Chapter 9 – Adding Charts
This part of the book is dedicated to charts. We will talk about chart functions, good and bad practices of using charts, and how to create and configure our own chartsamong other topics. Report designer uses JFreeChart to create charts. By explaining each type of chart (Bar chart, Line chart, Pie chart, Area chart, Barline chart, Ring chart, Bubble chart, Scatter-plot chart, XY chart, XY line chart, XY area chart, Waterfall chart, Radar chart, XY area line chart) , we will be able to understand which chart to use for a particular need, and how to configure the chart so that its look and feel is what we want. We will also see how charts allow us to show data from different perspectives and add value to our reports.

Radar chart

Chapter 10 – Adding Subreports
This chapter is dedicated to Subreports. We will see what Subreports are and how they work and learn about their specific features. We will also talk about the relation that exists between the main Report and its Subreports. We will be able to add information to our Reports in the form of tables, charts, and so on, whether this information is connected to our data set or not. This gives us an idea of the potential that Subreports provide.

Chapter 11 – Publishing and Running Reports in Pentaho BA Server
In this chapter we talk about Pentaho, the fastest growing, most popular, and most heavily invested in Open Source Business Intelligence (OSBI) suite in recent years. We analyze its principal characteristics and the principal projects included in the suite. With Pentaho Business Analytics Business Analytics Server, we have full BI analytic power at our fingertips through a GNU General Public License (GPL). We will see how Pentaho Report Designer (PRD) and Pentaho BA Server interact, and how we can use them to run our reports from Pentaho User Console (PUC). At the end of this chapter, we will have Pentaho BA Server running and will be able to access our reports from a web browser.
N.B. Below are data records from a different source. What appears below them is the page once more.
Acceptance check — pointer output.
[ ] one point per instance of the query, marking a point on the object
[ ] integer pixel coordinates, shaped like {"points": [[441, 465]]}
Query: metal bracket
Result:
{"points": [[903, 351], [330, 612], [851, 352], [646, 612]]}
Pentaho can run on any compatible application servers with JEE architectures such as JBOSS, Tomcat, WebSphere, WebLogic, Oracle AS…

Chapter 12 – Making a Difference – Reports with Hyperlinks and Sparklines
In this chapter we will see how to create and configure Hyperlinks. Hyperlinks give us great flexibility in designing our reports, as they let us drill down. Using Hyperlinks, we can create a network of reports and also re-use reports. Here we will also see a very interesting object that we can add to our reports, which will present specific information graphically: the sparkline.

Hyperlinkp5

Chapter 13 –  Environment Variables, Stylesheets, and Crosstabs
This chapter is dedicated to environment variables, stylesheets, and crosstabs. We will treat each of them in detail, defining what they are about and how to implement them in Pentaho Report Designer (PRD). Using Environment Variables allows us to interact with the BA Server that is executing our reports. That is, we can obtain the username of the user who is currently logged in and his or her roles, among other information. With Style Sheets, we can configure our report so that its look and feel varies according to certain CSS Rules. These CSS Rules are easy to configure, save, and import. Finally, we will take a look at one of PRD’s new jewels, Crosstabs. Using Crosstabs, we can show OLAP-style analytic information in our reports.

Chapter 14 – PRD Reports Embedded in Web Applications
This chapter attempts at taking not only one step forward with PRD, but many. Once this chapter is finished and the concepts presented here are understood, we will be able to create a web portal that allows users to access PRD reports, send parameters to them, and select the final presentation format. We will also be able to perform every configuration needed to have the portal working as well as have it packaged so that we can transport it and deploy it in a different environment with little modification.